KMPDU raises queries following death of 2-year-old boy who had fork jembe lodged in skull
![KMPDU raises queries following death of 2-year-old boy who had fork jembe lodged in skull KMPDU raises queries following death of 2-year-old boy who had fork jembe lodged in skull](https://citizentv.obs.af-south-1.myhuaweicloud.com/67667/conversions/Davji-A-og_image.webp)
File image of KMPDU Secretary General Dr. Davji Atellah during a past address. PHOTO | COURTESY
KMPDU, in a statement issued on Saturday by
Secretary General Dr. Davji Atellah, said the boy’s death is yet another of
many similar avoidable incidences that should serve to remind Kenyans that “none of us is
safe until the public healthcare system guarantees the highest attainable
standards of emergency care to the humblest among us.”
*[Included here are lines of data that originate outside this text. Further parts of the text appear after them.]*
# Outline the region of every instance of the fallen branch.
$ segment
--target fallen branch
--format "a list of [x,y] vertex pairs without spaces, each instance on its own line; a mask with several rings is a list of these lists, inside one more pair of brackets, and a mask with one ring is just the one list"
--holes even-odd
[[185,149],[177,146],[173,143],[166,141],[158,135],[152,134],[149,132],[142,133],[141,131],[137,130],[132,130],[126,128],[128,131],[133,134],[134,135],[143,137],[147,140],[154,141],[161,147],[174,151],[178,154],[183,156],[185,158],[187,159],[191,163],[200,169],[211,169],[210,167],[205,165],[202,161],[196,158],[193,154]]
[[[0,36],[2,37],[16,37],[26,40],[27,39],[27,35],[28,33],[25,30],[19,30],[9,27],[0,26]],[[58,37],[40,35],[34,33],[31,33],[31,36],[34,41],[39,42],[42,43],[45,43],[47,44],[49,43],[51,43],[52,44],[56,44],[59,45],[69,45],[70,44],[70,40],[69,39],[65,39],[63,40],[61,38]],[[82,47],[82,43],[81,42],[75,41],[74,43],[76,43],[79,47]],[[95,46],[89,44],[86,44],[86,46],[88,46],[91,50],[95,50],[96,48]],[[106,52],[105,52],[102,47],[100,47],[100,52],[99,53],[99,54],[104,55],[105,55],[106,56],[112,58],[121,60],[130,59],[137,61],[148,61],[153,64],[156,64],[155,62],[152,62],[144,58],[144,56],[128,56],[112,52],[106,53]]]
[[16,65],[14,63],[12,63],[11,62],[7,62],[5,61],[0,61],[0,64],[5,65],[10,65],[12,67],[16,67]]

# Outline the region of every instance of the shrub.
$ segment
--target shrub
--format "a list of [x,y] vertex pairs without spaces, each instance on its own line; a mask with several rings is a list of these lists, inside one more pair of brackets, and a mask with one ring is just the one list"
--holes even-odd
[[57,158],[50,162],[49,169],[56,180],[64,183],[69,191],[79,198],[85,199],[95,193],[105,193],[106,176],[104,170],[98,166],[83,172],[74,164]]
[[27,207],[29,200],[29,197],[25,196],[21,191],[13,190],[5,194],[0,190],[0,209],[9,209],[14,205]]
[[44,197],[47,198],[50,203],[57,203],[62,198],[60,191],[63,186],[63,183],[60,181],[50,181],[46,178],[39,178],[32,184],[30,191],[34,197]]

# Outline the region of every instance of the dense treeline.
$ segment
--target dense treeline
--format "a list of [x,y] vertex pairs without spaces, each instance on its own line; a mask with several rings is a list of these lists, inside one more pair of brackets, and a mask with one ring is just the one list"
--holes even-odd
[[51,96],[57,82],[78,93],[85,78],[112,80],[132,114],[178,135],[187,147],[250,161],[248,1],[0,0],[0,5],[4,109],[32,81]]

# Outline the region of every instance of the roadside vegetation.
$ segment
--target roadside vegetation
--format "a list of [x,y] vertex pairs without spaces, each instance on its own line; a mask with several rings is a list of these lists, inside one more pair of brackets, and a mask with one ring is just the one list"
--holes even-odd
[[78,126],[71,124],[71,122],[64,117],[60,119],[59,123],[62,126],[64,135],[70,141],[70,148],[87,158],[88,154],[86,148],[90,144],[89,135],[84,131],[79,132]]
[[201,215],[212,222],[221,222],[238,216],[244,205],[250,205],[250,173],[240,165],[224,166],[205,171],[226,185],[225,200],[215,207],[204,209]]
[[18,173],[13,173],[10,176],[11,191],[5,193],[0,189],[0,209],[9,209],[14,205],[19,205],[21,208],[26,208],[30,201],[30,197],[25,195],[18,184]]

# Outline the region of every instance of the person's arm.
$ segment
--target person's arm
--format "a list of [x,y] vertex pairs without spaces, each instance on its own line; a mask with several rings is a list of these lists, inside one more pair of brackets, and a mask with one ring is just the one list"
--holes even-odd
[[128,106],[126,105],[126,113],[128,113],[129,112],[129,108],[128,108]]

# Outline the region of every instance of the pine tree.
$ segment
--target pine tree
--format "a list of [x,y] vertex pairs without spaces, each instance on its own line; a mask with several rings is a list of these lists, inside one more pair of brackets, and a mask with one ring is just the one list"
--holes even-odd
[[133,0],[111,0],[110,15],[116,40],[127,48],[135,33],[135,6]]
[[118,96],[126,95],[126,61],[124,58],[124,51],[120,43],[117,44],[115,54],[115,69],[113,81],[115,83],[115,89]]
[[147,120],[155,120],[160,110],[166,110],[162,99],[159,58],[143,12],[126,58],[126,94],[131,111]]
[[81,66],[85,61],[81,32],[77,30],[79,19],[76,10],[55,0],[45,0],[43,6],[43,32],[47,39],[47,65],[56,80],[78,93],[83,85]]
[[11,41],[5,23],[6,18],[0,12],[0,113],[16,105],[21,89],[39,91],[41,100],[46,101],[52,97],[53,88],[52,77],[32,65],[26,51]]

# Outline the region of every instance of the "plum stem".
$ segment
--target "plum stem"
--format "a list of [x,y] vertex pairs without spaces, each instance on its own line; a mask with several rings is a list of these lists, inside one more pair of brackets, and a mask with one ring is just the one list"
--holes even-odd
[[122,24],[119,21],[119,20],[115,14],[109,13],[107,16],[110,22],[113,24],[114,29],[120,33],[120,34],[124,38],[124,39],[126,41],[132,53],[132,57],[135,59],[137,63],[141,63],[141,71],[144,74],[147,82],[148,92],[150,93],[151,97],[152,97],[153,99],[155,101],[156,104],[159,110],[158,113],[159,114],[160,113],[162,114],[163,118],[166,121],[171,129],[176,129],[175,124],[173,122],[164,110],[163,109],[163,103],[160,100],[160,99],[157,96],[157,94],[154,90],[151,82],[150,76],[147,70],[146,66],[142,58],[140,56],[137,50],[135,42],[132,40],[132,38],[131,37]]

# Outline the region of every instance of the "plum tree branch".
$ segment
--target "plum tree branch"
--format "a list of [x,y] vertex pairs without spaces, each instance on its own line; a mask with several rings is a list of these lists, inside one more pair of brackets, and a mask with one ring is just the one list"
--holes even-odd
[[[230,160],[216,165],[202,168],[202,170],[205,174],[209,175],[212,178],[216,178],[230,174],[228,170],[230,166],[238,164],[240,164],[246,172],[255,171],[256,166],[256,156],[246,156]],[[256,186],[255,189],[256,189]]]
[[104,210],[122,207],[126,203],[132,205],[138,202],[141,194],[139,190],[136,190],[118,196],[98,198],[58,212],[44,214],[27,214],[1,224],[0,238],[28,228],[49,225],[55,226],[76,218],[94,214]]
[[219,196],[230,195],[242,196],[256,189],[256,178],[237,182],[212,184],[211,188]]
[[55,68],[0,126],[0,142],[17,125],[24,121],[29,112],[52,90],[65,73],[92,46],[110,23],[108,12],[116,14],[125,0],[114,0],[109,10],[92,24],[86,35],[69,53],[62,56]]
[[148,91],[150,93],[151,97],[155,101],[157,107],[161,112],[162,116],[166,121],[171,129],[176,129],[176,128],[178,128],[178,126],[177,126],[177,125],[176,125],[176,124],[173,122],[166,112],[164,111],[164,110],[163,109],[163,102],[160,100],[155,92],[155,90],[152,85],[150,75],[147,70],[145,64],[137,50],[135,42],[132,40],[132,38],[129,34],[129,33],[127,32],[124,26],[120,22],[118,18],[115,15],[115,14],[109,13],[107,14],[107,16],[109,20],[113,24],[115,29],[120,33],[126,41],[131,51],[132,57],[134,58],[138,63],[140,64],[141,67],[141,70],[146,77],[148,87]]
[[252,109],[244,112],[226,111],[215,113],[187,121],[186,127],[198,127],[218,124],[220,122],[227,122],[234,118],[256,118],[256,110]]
Dr. Atellah cited the December 7, 2020 death
of Dr. Stephen Mogusu, who passed on after contracting COVID-19 from the ward
he was working at, as another that could also have been prevented but that occurred due
to weaknesses in the healthcare system.
The union boss also raised concern about the
status of the Thika Level 5 Hospital, where the boy was taken before being
referred to KNH, questioning why it was unable to treat him yet - in book - should have had
the capacity to do so.
“While the facts surrounding the death of this
innocent young boy remain scanty and far between, there seems to be a pattern.
He got injured at their home in Kiambu County: was taken to a small village
dispensary where the right call was made to refer him to Thika Level 5
Hospital. KMPDU has indeed taken time to audit the Service Competency Profile
prescribed by the Government of Kenya and has concluded that for Thika Level 5
Hospital to be considered a Level 5 Hospital, it needs to have at least a
Neurosurgeon, an Anaesthesiologist consultant, among other Consultants and
Intensive Care Unit (ICU) capabilities,” stated Dr. Atellah.
“The question Kenyans ought to be asking is
why Thika Level 5 Hospital under the management of the Kiambu County Government
and the leadership of Kimani Wamatangi could not attend to this boy at the time
he was presented at the hospital. Does Thika Level 5 Hospital meet the standards
of a Level 5 Hospital as the name suggests or is it another of the Hospitals
that dot the face of the Republic which are branded with big names on
billboards by Governors to serve Public Relations purposes, but lack the basic
competence to render the services commensurate to the status they so profess?
Why has the Kiambu County Government remained mute over this incident, yet it
has the primary duty to deliver health services to the people of Kiambu?”
Dr. Atellah termed health service delivery as
an expensive public utility that should be under the State, funded by Kenyans’
collective taxes.
He urged the government to invest in a
skilled healthcare workforce in an effort to attain the highest standards of
health services in the country.
“Commercializing the delivery of Health-care
Services deepens inequality and alienates the very poor who need the services
the most and cannot afford to pay for it on commercial terms,” opined Dr.
Atellah.
“For Universal Health Care to be realized,
the consumers of Health Services must NOT be made to pay for services at the
point of use. It is this realization that has distinguished the true UHC model
as implemented by the United Kingdom's Government under the National Health
Services Trust from the commercial model which is insurance driven as
implemented in other parts of the World.”
He further added: “Healthcare is expensive
and inaccessible to a majority of Kenyans. Consequently, the State has no
choice except to ringfence special taxes for the sole purpose of delivering
Health services as a service of public good.”